What Beauty Carries in Silence
There’s a particular magic in seeing Monet’s Venice series in person at the de Young—the print in a book and the pixels on a screen can’t fully capture it. Being there with friends made it even richer, because we found ourselves happily dissecting the genius. One friend noticed hidden crimson tones vibrating inside the blues; another caught the tiny, fleeting stroke of a gondola that made the monumental stillness of the architecture feel suddenly alive. And I found myself seeing how, after Venice, the water lilies began to dissolve further into abstraction.
In that moment, the paintings felt effortless. We all want, at times, to be extraordinary at something we do. Of course, that kind of greatness requires devotion—years of looking, failing, returning, and looking again. But standing before Monet’s work, I was wondering whether such talent is also something that descends on a person like a blessing.
Around the same time, a friend recommended I, Claude Monet, on Kanopy. Watching it made me think again about great painters, writers, scientists—anyone who creates extraordinary work.
I, Claude Monet, present Monet less as a glorious master but more as a restless, vulnerable, fiercely observant human being. Built from his letters and private writings, the documentary lets Monet’s own voice carry the story: his ambition, poverty, doubt, grief, and lifelong obsession with light and color. It follows him through the places that shaped his art—Normandy, Paris, London, Giverny, Venice—and shows how the luminous beauty of his paintings often came from a life marked by anxiety, loneliness, and relentless labor.
As he says in the film, “When I look at nature I feel as if I’ll be able to paint it all and capture everything … then it vanishes.” “Colors pursue me like a constant worry.”
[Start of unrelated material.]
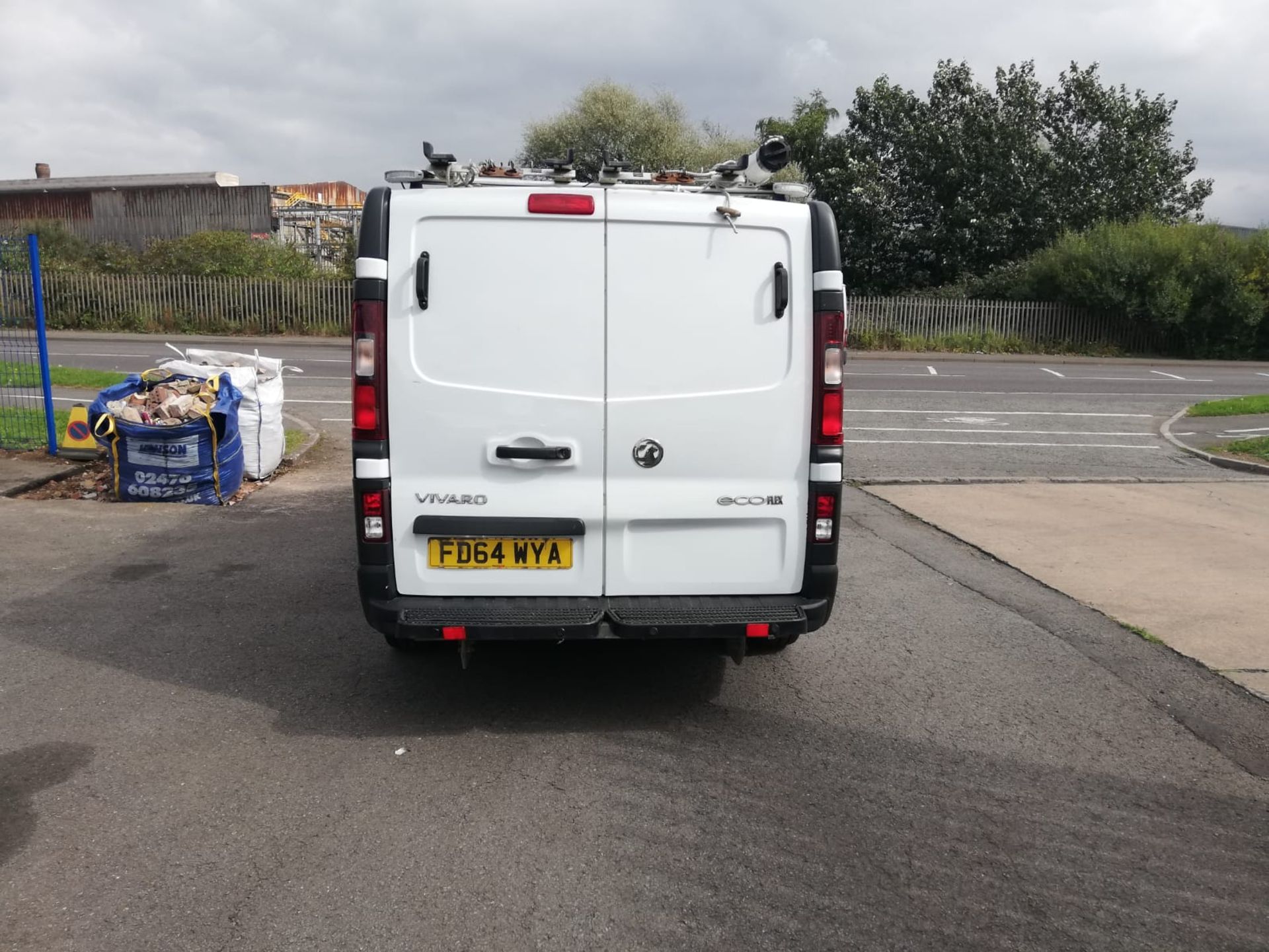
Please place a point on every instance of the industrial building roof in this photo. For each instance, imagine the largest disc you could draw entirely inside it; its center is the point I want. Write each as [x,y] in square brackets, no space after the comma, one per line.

That may be the most humbling part of great work: the world sees the final result, but rarely the private cost of making it. We all want, at times, to be extraordinary. But extraordinary work is often born from very ordinary human difficulties: discipline, failure, persistence, and the willingness to keep looking after others who have already looked away.
The masterpiece is visible. The battles behind it usually are not. So the real question is not simply whether we want to be extraordinary. It is whether we are willing to endure the struggle that extraordinary work requires.